L'adaptation, le changement et la transition sont souvent coûteux. Ils demandent parfois un effort cognitif considérable pour donner un véritable sens à la transformation : il faut remettre en question nos croyances et nos comportements, et poser la question du « pourquoi ». Or, bien souvent, les cadres nécessaires pour accompagner ces changements au-delà d'effets à court terme font défaut.

Une IA pour les humanistes

L'accélération technologique, les algorithmes et l'impératif de productivité maximale s'imposent à nous. Les cadres juridiques exigent désormais audits et certifications. Face à cette réalité, une alternative émerge : l'approche humaniste appliquée au design propose des actions concrètes et des récits intégrant empathie, contexte culturel et responsabilité sociale. Elle permet ainsi de faire le lien entre innovation et valeurs humaines.

Là où l'ingénierie privilégie l'efficacité et le droit veille à la conformité, le design, guidé par une vision humaniste et systémique, permet d'identifier et de traiter les questions éthiques. Et elles sont nombreuses : comment concilier sécurité et vie privée avec les caméras de reconnaissance faciale ? Comment créer des parcours utilisateurs qui allient données techniques et expériences humaines ? Comment organiser des espaces partagés entre humains et robots ? Mais surtout, comment anticiper les conséquences et effets secondaires de ces technologies ?

Nous savons déjà que l'IA n'évolue pas dans le vide : elle consomme d'énormes quantités d'énergie et de ressources naturelles comme les minéraux ou l'eau. De plus, elle peut reproduire des biais, influencer des décisions cruciales et redéfinir les interactions sociales. Mais nous savons aussi que nous disposons des moyens de contenir ses effets négatifs, de viser l'éco-efficience et d'assumer nos responsabilités dans notre manière d'utiliser l'IA, de la communiquer et de la protéger. Nous pouvons garantir les droits fondamentaux, la propriété intellectuelle, les neurodroits et la souveraineté des données. Cependant, si nous n'y prêtons pas attention, nous perdrons toute capacité d'intervention.

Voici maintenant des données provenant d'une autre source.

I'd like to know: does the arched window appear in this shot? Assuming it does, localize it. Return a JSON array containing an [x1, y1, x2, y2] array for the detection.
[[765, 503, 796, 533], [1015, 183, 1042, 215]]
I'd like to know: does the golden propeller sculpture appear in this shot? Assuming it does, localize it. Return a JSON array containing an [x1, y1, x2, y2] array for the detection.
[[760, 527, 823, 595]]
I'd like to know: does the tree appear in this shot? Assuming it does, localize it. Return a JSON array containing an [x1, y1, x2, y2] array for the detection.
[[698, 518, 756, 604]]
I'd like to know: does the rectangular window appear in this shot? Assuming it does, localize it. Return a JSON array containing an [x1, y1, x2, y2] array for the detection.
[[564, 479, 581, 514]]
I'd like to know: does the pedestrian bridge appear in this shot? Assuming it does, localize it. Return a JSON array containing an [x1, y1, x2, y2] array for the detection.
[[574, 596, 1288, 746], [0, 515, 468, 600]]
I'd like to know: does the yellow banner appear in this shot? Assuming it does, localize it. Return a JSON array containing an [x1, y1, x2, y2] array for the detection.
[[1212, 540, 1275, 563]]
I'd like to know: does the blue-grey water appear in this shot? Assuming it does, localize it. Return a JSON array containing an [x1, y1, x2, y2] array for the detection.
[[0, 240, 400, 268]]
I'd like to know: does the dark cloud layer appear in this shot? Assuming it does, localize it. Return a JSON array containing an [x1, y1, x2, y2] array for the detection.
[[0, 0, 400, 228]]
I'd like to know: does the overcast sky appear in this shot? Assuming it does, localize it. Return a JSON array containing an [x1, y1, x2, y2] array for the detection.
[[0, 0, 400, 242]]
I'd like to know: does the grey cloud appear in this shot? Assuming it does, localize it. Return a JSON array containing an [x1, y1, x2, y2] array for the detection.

L'urgence du design éthique

C'est pourquoi le design éthique s'impose. Cette approche, appliquée à la conception de produits et services numériques, ne se contente pas d'éviter les dérives, elle vise à créer des systèmes qui favorisent l'équité et le bien-être, au-delà des rôles figés du sauveur, de la victime et du bourreau. Les méthodes du design éthique permettent d'anticiper les risques et les vulnérabilités en s’appuyant sur l'esprit critique, les enquêtes participatives et une perspective humaniste. Se questionner selon ces axes permet de réorienter les projets et de concevoir ensemble des solutions plus responsables.

Concrètement, cela se traduit par plusieurs actions : rendre les interfaces transparentes pour expliquer les décisions de l'IA, optimiser les empreintes numériques, privilégier les composants modulaires pour allonger la durée de vie des systèmes et créer des expériences qui encouragent les comportements sains. Mais l'essentiel reste les bonnes questions qui incitent à la réflexion au sein des équipes.

L'IA ne sera jamais neutre : elle reflète les priorités de celles et ceux qui la conçoivent. Alors, comment faire en sorte que chaque solution créée contribue à une société plus juste, plus humaine et à un monde plus vivable ? Au-delà du travail en équipes pluridisciplinaires et de l'implication active de toutes les parties prenantes dans la conception et l'usage, il faut évaluer si une technologie nous aide réellement ou ne fait que brouiller les pistes. Il s'agit également de comprendre son cycle de vie complet : de la conception et du développement à l'intégration, l'usage et l'obsolescence.

Si la conformité réglementaire peut permettre de limiter certains dégâts, elle ne suffit pas. Le design apporte une couche essentielle d'intentionnalité éthique et opérationnelle. Il faut un véritable engagement pour construire dès aujourd'hui les futurs que nous souhaitons. L'IA nous place face à un choix crucial : est-ce que la technologie est une fin en soi ou doit-on garder à l'esprit l'équilibre entre innovation et respect de l'humain ? La réponse est dans la question. Nous pouvons soit dériver vers une dystopie, soit choisir d'utiliser la technologie au service de l'intelligence du vivant.